Example: keep tests in the tree, omit test contents
Use this when you want the AI to know that tests exist, but you do not want to spend tokens on test content.
{
"output": "repository-context.md",
"removeEmptyLines": true,
"includeFiles": [".env.example", "**/.env.example"],
"excludeFiles": [
"**/*.test.ts",
"**/*.test.tsx",
"**/*.spec.ts",
"**/*.spec.tsx"
],
"excludeDirectories": ["node_modules", ".git", "dist", "coverage"],
"excludeFileExtensions": [
".png",
".jpg",
".jpeg",
".gif",
".webp",
".pdf",
".zip"
],
"directoryStructure": {
"includeIgnored": true,
"excludePatterns": ["node_modules/**", ".git/**", "dist/**", "coverage/**"]
}
}
With this config, src/button.test.ts appears under # Repository Structure, but it does not get a ## File: src/button.test.ts content section.
Example: exclude a whole directory, but include one file inside it
This is useful when a directory is mostly generated or noisy, but one file is important.
{
"excludeDirectories": ["legacy"],
"includeFiles": ["legacy/README.md", "legacy/src/public-api.ts"],
"directoryStructure": {
"includeIgnored": true,
"excludePatterns": ["node_modules/**", ".git/**", "dist/**"]
}
}
legacy/README.md and legacy/src/public-api.ts are included with content because includeFiles overrides excludeDirectories.
Example: include .env.example, but never include real env files
The default config already does this:
{
"includeFiles": [".env.example", "**/.env.example"],
"excludeFiles": [".env", ".env.*", "**/.env", "**/.env.*"]
}
.env.example is included, but .env, .env.local, and nested env files are omitted from content.

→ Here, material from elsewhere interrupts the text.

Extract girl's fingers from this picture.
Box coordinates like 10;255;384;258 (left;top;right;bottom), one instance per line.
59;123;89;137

Example: hide noisy folders from both the tree and file contents
Add noisy paths to directoryStructure.excludePatterns when you do not even want them scanned or listed.
{
"excludeDirectories": [
"node_modules",
".git",
"dist",
"coverage",
"storybook-static"
],
"directoryStructure": {
"includeIgnored": true,
"excludePatterns": [
"node_modules/**",
".git/**",
"dist/**",
"coverage/**",
"storybook-static/**"
]
}
}
Programmatic usage
import { generateContext } from "contextforge";
const result = await generateContext({
targetDirectory: process.cwd(),
});
console.log(result.stats.totalTokens);
console.log(result.outputPath);
Notes on binary files
Binary-looking files are never written as content blocks. If they are not hidden by directoryStructure.excludePatterns, they can still appear in the repository tree so the AI can understand that assets exist without consuming binary data.
Troubleshooting
contextforge command not found after linking
Run the build first, then link globally:
pnpm build
pnpm link --global
A file is excluded even though I need it
Add it to includeFiles:
{
"includeFiles": ["path/to/important-file.ts"]
}
A folder is not visible in the tree
Check directoryStructure.excludePatterns. Those patterns are hard skips.
The output includes too many files
Add specific patterns to excludeFiles, excludeDirectories, or excludeFileExtensions. For very large folders, also add the path to directoryStructure.excludePatterns.